⌛- Negosiasi

351 66 20
                                    

Musyawarah dan berunding adalah solusi terbaik saat ada dua atau lebih pendapat dari beberapa pihak.
...

"Uhuk! Uhuk! Uhuk"

Air mata Afara menetes disela-sela batuknya. Dia tersedak minuman akibat tiga kata yang terlontar dari mulut pemuda sialan di hadapannya.

Mana Afara tau jika itu minumannya. Afara hanya tau minuman disediakan untuk tamu bukan pemilik rumah. Lagipula ini sama-sama minuman dingin. Hanya gelasnya saja yang berbeda.

"Kamu tidak apa-apa?"

Afara menoleh pada wanita itu. "Nggak papa, Tan. Cuman tersedak minuman."

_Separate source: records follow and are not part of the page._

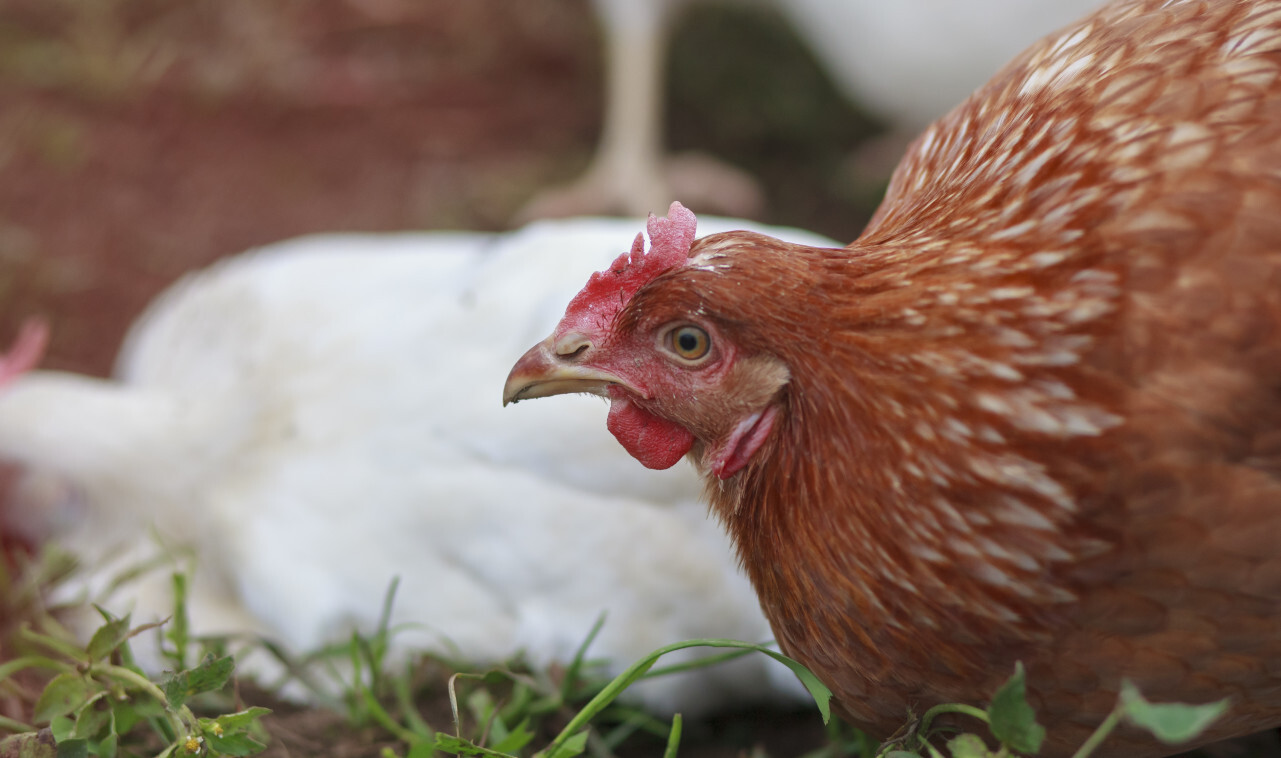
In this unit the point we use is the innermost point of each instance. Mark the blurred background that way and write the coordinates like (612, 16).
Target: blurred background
(142, 138)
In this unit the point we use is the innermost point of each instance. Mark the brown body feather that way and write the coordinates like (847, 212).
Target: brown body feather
(1034, 412)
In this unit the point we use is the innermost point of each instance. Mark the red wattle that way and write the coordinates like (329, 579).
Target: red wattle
(653, 441)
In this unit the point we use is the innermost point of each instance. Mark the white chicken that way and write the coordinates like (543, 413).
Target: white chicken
(906, 62)
(319, 416)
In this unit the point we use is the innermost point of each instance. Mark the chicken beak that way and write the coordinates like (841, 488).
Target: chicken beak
(546, 370)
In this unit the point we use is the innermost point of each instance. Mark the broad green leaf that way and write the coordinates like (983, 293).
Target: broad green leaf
(1168, 722)
(969, 745)
(233, 744)
(1013, 721)
(108, 638)
(63, 694)
(73, 749)
(460, 747)
(241, 720)
(209, 676)
(515, 739)
(212, 674)
(108, 747)
(62, 727)
(91, 720)
(423, 749)
(571, 747)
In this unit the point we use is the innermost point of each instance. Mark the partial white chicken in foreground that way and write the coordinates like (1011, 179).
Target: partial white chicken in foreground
(322, 415)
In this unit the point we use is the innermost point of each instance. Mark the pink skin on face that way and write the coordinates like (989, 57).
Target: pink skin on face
(633, 369)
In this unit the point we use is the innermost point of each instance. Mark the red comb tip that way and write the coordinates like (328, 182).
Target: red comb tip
(607, 291)
(27, 350)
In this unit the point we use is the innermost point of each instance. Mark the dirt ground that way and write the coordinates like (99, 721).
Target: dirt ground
(144, 138)
(141, 138)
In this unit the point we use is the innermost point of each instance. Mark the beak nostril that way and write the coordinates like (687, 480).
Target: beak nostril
(573, 346)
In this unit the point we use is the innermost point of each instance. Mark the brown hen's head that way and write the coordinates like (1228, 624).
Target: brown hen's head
(661, 333)
(1029, 415)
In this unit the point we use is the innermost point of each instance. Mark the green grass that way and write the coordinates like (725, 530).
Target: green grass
(92, 699)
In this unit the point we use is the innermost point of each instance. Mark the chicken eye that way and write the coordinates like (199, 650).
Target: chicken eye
(691, 342)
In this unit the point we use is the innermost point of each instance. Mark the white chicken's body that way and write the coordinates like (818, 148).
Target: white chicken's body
(323, 415)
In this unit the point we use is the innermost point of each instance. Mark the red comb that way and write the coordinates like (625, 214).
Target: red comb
(26, 352)
(610, 290)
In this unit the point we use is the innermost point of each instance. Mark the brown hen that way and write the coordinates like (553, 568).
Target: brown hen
(1033, 414)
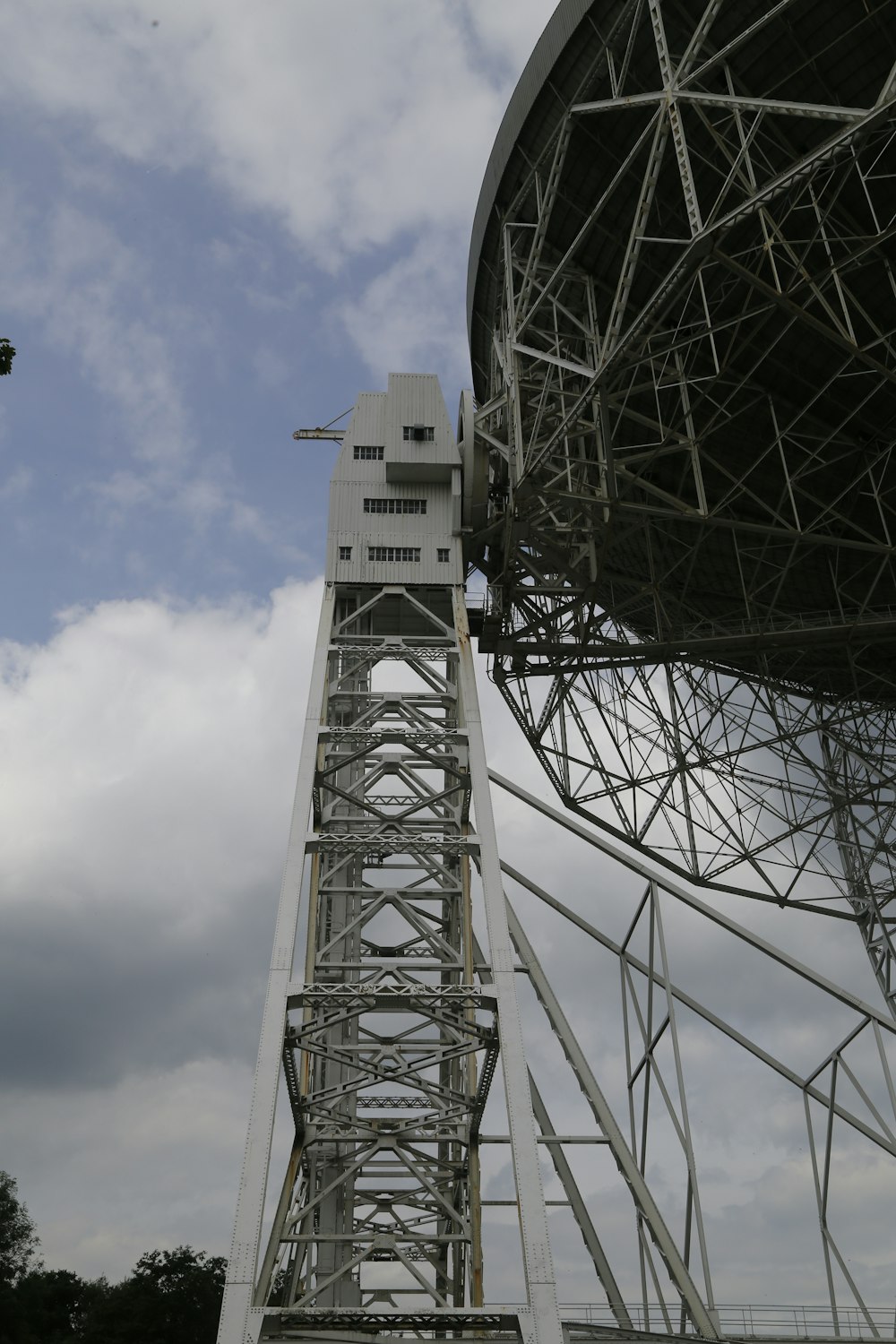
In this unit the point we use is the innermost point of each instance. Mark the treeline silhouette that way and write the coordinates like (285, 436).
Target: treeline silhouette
(171, 1297)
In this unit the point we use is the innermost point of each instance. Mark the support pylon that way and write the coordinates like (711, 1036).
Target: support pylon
(384, 1035)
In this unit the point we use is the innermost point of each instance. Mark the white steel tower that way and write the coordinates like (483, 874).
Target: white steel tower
(386, 1031)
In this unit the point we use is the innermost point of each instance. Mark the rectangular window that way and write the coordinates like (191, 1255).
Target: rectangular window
(394, 553)
(378, 505)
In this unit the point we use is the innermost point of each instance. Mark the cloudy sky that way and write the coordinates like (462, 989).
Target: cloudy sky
(220, 222)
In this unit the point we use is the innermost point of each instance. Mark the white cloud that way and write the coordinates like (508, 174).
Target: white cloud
(352, 123)
(145, 784)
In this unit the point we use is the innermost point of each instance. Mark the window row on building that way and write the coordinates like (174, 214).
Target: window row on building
(410, 433)
(394, 505)
(405, 554)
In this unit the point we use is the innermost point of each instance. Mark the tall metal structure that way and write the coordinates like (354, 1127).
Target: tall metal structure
(389, 1040)
(680, 300)
(675, 475)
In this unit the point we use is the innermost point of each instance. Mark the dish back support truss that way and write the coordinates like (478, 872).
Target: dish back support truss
(688, 402)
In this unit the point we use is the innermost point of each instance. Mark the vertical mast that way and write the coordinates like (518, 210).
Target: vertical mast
(386, 1042)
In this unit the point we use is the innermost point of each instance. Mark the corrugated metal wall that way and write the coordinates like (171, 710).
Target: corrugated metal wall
(410, 470)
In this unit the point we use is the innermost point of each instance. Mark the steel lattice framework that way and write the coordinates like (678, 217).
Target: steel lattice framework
(681, 298)
(675, 475)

Afara menatap kedua manusia yang ada di hadapannya. "Maaf, Afara nggak tau kalau minuman itu milik anak Tante. Afara benar-benar nggak tau, Tan."

Wanita itu terkekeh. "Nggak papa, biar Zivian minum ini aja. Semuanya sama saja, cuman gelasnya ya berbeda. Ini gelas untuk tamu dan itu yang kamu pegang gelas pribadi Zivian," jelas wanita itu tanpa beban.

Afara melotot menatap pada gelas yang dia pegang. Apa dia baru saja minum di gelas pribadi seorang pria? Bukankah itu namanya berciuman secara tidak langsung?

Huwaaaa. Tolong selamatkan bibir Afara. Semoga saja, tempat bibirnya menetap bukan bekas bibir pria sialan ini. Arghhh, sepertinya Afara harus membersihkan bibirnya dengan air kembang tujuh rupa.

Zivian Danadaiva berdehem menatap Afara yang masih berdiri dengan raut frustrasi. "Jadi?"

Afara melongo tidak paham. "Ha? Jadi apa? Monyet?"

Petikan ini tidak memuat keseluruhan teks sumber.